Un des principaux exportateurs kenyans de légumes et de fleurs coupées de première qualité et préparés a indiqué que les fleurs ont été les plus touchées, mais que les petites expéditions ont recommencé depuis la semaine dernière. Toutefois, les volumes hebdomadaires de fleurs coupées sont équivalents à ce que l’entreprise avait l’habitude de faire en une journée. Pour les légumes, il y a des problèmes de qualité en raison de l’allongement des itinéraires logistiques causé par le coût élevé et la disponibilité limitée des capacités de fret. À l’intérieur du pays, les coûts de transaction sont plus élevés en raison des barrages routiers et des points de contrôle. Les pluies actuelles et les inondations affectent la production de légumes. Cependant, l’entreprise fait face, en organisant des réunions numériques et même des marches virtuelles des cultures.

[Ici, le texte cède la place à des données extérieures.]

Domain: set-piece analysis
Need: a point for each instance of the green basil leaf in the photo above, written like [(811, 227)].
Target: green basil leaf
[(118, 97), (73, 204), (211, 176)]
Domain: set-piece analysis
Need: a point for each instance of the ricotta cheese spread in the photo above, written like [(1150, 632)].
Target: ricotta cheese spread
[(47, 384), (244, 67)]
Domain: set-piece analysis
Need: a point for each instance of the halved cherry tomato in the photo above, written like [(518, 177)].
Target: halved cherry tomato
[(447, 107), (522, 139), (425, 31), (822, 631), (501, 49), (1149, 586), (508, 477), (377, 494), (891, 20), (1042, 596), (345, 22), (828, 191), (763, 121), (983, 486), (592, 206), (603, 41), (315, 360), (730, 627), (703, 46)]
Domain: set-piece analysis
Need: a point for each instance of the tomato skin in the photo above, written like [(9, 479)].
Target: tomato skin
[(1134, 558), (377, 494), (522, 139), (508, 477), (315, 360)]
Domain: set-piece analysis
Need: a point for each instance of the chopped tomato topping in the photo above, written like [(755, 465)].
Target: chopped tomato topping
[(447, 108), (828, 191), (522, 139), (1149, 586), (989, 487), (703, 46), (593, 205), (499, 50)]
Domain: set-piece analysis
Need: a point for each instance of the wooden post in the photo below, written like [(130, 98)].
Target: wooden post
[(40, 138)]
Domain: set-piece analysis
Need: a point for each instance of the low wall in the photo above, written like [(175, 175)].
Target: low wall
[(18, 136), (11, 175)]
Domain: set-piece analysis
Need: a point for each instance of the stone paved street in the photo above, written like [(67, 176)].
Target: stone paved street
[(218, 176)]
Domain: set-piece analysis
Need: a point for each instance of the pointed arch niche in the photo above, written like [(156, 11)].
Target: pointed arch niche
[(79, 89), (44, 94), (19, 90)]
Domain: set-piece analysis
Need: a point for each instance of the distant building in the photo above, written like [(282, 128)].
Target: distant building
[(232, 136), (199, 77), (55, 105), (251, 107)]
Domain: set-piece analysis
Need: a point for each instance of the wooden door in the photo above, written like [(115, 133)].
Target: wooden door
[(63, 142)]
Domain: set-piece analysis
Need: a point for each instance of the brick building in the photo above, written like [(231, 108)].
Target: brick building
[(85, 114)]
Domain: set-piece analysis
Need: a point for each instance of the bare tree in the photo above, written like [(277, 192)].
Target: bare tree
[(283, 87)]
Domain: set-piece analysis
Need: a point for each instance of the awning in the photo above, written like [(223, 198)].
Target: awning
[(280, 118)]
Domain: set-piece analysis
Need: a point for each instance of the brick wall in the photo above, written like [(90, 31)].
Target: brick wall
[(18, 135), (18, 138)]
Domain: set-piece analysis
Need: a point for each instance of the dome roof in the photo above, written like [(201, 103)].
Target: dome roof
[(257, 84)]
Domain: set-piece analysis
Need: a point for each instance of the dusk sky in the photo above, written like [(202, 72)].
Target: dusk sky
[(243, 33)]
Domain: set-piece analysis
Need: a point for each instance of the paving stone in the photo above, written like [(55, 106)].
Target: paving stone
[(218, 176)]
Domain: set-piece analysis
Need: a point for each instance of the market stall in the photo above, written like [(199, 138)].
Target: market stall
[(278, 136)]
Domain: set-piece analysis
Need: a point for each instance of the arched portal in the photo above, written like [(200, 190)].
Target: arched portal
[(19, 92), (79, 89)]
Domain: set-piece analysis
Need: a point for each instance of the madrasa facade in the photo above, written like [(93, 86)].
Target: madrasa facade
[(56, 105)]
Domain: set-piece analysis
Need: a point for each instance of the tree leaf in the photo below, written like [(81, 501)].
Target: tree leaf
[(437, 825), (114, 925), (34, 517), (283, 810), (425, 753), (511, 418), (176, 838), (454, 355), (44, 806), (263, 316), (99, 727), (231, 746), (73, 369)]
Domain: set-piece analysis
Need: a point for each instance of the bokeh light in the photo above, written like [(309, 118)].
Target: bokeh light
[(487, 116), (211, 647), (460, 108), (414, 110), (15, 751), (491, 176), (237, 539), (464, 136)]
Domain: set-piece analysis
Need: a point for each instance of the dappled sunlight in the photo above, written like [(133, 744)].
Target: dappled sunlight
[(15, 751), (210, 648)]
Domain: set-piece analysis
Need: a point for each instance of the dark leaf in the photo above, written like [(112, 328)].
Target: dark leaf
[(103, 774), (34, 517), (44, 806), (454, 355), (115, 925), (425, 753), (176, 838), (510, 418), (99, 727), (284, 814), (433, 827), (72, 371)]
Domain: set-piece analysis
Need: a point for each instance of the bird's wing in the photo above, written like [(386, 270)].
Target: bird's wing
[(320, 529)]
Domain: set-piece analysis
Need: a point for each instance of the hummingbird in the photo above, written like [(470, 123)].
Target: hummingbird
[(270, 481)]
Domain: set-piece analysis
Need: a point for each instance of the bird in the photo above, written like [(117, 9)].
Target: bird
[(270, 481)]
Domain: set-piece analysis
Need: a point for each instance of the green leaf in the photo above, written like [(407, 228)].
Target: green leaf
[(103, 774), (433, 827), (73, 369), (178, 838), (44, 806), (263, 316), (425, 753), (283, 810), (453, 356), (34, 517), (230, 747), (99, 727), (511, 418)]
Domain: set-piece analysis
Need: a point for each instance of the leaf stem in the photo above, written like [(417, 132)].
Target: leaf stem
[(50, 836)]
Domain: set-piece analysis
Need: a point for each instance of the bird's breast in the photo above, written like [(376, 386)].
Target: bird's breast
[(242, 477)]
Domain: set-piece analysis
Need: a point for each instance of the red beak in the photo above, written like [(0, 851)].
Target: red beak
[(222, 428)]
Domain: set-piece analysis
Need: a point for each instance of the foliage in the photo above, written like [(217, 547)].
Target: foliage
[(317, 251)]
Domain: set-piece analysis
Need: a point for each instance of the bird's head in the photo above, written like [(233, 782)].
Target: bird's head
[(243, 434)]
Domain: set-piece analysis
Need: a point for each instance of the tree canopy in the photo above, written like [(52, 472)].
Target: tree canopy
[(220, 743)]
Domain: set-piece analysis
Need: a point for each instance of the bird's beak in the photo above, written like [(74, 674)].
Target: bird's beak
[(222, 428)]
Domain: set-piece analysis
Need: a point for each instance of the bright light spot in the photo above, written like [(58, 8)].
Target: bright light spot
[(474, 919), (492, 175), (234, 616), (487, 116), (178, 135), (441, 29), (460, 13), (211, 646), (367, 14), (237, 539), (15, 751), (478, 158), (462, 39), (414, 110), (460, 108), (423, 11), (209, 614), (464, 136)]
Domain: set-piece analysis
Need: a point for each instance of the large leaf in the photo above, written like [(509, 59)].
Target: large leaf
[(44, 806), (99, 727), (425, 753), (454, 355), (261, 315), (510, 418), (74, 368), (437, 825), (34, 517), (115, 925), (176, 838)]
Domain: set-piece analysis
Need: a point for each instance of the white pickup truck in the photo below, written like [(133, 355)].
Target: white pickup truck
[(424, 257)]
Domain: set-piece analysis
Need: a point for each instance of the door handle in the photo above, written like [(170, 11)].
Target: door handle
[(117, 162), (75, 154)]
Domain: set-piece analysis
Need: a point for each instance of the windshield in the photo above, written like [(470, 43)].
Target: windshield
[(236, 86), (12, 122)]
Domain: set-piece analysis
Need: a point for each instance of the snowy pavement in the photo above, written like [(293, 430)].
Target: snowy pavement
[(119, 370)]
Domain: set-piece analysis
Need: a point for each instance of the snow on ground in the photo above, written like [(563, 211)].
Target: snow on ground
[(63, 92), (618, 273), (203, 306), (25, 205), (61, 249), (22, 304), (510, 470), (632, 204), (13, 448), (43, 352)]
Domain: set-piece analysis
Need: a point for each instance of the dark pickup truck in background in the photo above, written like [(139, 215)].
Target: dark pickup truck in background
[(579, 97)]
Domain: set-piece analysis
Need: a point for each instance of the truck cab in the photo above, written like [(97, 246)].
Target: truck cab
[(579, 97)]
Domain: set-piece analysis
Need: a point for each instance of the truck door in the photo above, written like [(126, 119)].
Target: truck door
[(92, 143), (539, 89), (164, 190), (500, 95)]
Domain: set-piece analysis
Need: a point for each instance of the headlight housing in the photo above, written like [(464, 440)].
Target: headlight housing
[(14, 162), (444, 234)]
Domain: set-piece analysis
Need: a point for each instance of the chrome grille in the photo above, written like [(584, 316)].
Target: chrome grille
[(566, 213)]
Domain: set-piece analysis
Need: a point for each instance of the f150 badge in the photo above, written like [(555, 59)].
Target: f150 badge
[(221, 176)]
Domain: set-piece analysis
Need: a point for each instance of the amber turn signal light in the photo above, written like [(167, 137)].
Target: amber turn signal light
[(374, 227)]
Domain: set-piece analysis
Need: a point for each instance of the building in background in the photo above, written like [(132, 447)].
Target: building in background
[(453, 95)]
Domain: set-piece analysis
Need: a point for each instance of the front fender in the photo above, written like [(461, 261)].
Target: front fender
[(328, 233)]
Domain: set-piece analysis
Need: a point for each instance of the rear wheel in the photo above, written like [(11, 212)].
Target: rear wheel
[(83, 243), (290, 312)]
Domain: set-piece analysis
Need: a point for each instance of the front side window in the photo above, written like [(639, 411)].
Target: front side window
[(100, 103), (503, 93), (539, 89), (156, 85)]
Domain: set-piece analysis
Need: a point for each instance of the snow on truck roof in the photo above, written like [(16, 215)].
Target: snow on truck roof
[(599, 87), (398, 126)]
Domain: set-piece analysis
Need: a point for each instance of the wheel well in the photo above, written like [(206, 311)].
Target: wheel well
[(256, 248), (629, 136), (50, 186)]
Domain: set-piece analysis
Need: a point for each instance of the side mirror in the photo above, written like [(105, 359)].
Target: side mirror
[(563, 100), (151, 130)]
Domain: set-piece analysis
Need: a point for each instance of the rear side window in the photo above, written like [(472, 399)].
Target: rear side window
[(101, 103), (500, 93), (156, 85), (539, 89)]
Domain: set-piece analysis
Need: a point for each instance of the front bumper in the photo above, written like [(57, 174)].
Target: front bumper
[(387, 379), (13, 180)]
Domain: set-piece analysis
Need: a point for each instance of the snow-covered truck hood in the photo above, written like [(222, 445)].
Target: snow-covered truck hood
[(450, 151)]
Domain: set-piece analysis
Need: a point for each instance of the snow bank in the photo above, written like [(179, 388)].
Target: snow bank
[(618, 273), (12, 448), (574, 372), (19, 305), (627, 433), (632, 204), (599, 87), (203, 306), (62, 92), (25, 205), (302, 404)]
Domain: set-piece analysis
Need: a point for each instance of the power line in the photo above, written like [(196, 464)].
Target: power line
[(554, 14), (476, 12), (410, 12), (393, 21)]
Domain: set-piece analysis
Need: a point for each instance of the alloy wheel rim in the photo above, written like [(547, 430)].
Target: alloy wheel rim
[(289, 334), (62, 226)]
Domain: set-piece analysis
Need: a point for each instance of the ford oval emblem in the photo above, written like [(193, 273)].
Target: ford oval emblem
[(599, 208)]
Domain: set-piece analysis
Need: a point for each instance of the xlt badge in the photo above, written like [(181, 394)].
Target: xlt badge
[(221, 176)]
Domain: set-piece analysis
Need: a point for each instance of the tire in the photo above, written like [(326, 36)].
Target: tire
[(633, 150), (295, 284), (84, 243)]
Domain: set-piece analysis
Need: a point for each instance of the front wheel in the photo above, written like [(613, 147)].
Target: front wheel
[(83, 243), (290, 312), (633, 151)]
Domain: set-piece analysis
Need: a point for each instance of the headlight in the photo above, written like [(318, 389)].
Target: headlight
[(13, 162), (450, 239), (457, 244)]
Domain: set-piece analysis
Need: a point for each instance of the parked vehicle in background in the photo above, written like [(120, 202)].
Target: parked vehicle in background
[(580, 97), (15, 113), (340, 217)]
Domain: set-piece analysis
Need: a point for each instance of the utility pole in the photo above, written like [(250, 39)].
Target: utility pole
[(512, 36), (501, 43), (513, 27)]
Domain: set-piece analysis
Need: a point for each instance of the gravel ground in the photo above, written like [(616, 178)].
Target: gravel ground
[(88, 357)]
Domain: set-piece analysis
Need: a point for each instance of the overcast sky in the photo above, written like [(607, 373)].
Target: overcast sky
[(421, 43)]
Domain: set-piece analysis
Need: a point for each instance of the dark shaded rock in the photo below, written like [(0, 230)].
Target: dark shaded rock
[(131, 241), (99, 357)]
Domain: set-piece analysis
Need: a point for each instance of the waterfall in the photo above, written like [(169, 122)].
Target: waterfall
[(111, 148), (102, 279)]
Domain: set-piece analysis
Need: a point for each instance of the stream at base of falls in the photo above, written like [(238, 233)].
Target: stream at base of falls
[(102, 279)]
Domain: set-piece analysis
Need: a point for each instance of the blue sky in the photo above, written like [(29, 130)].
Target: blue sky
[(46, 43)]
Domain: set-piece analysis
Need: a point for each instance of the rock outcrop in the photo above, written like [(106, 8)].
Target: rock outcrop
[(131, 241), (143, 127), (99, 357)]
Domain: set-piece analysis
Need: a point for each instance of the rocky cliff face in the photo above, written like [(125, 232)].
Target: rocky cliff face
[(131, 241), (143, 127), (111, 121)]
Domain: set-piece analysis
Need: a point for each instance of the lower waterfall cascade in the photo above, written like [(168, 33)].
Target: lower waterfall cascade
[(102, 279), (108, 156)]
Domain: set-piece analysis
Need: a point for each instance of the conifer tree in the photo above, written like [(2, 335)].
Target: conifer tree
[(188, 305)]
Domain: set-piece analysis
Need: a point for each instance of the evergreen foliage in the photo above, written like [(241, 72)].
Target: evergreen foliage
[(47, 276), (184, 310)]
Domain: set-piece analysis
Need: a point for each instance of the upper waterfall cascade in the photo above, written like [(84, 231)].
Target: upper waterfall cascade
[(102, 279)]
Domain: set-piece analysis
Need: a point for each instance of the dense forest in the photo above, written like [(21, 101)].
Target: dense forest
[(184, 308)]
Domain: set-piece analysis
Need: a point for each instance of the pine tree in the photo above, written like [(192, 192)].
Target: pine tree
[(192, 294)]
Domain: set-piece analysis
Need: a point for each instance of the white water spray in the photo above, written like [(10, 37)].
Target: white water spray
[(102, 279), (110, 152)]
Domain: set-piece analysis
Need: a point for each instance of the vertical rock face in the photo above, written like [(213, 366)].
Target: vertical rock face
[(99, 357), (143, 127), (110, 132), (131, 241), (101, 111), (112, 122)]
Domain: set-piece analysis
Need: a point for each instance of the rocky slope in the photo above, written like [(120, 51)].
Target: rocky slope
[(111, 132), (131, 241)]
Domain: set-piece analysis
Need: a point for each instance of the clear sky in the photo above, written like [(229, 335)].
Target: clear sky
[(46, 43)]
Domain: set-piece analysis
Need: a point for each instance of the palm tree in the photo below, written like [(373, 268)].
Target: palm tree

Le membre kenyan du COLEACP, Equatorial Hortifresh, s’approvisionne en fruits de la passion auprès de petits producteurs de la région d’Eldoret au Kenya pour les vendre sur le marché intérieur, et sur le marché régional en Ouganda (grossistes et pour le jus frais). Un des cultivateurs sous-traitants de la société a récemment été interviewé par la télévision kenyane sur les effets négatifs qu’ils subissent en raison des mesures d’éloignement de leurs exploitations, de la logistique et de la baisse de la demande du marché pour leurs produits. Bien que la frontière entre le Kenya et l’Ouganda soit partiellement ouverte, il est très difficile de faciliter la circulation des marchandises vers l’Ouganda, et le nombre de consommateurs en Ouganda est en baisse en raison du confinement de ce pays.
Wandie Kazeem (11 mai) s’entretient avec Affiong Williams, PDG de Reel Fruit, la plus grande entreprise de fruits secs au Nigeria. La société distribue ses produits dans plus de 350 points de vente au Nigeria, notamment dans les écoles, les compagnies aériennes, les aéroports, les pharmacies et les hôtels. Elle exporte également vers la Belgique, la Suisse et les États-Unis via Amazon. Affiong explique comment COVID-19 a affecté les exigences et la logistique de leur entreprise, et comment le gouvernement peut aider les entreprises agroalimentaires et autres PME à reprendre leurs activités. Avec l’assouplissement du confinement, l’entreprise prend les mesures nécessaires pour rouvrir progressivement en utilisant les directives gouvernementales qui ont été établies pour rester en sécurité.